When Saudi Arabia tried to buy Newcastle United, hundreds of fans changed their Twitter profile pictures to Mohammed Bin Salman, the Crown Prince and de facto ruler of the Kingdom. They even abused Hetice Cengiz, the fiancée of the murdered Saudi journalist Jamal Khashoggi, whose brutal killing was ordered by the Crown Prince. Fans smeared her as a Muslim Brotherhood stooge, a group opposed by Saudi Arabia and whose form of Islamist governance is seen as a direct challenge to the ultra-conservative kingdom. Any journalist who writes about Manchester City’s UAE ownership is quickly met by abuse from fans and accusations of agendas, ulterior motives and hidden allegiances to Qatar.
When a state buys a community institution they make their fans complicit in the laundering of the state’s image. But many fans will feel this is money their clubs rightly deserve, to raise their teams to the level of success they’ve dreamed of for years – dreams they likely shared with their families and communities, dreams which often become part of their identities. Most fans understandably don’t have the space to question a state’s human rights record during unprecedented success, success they will have spent literally their whole lives waiting for.
And this is perhaps where sportswashing gets most insidious. Fans aren’t responsible for who buys their club, but the buyers know they can tap into the emotional power of a team’s support. States who sponsor football can rely on supporters, particularly online, to continue flinging shit at journalists, activists, and concerned citizens. Sportswashing encourages fans to weaponise doubt and obfuscation against concerns over club ownership, in a PR machine that no state on earth could ever buy.
This has worrying implications for wider society, where people with allegiances to certain brands or activities can wittingly or unwittingly do an abusive state or corporation’s bidding, just because they’ve bought the thing they’ve loved for years. And this trend of sportswashing will escalate – football is merely at the forefront of a hypercapitalism spiralling out of control.
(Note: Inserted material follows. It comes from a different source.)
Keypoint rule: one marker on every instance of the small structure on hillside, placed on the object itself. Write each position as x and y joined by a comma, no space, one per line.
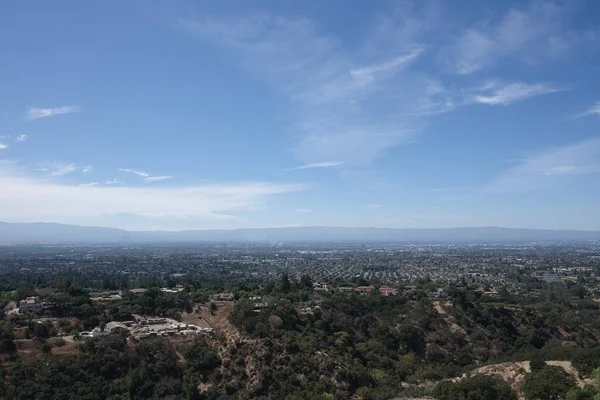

The important lesson to learn from sportswashing, though, is that before debating impossible questions like who has the right to own football clubs (and I don’t believe any state should), we need to at least agree on what’s happening. As fans we need to be aware that we can still enjoy Guardiola’s latest tactical evolution, and appreciate what a first Champions League final appearance means to Man City fans, without denying that we’re being sportswashed.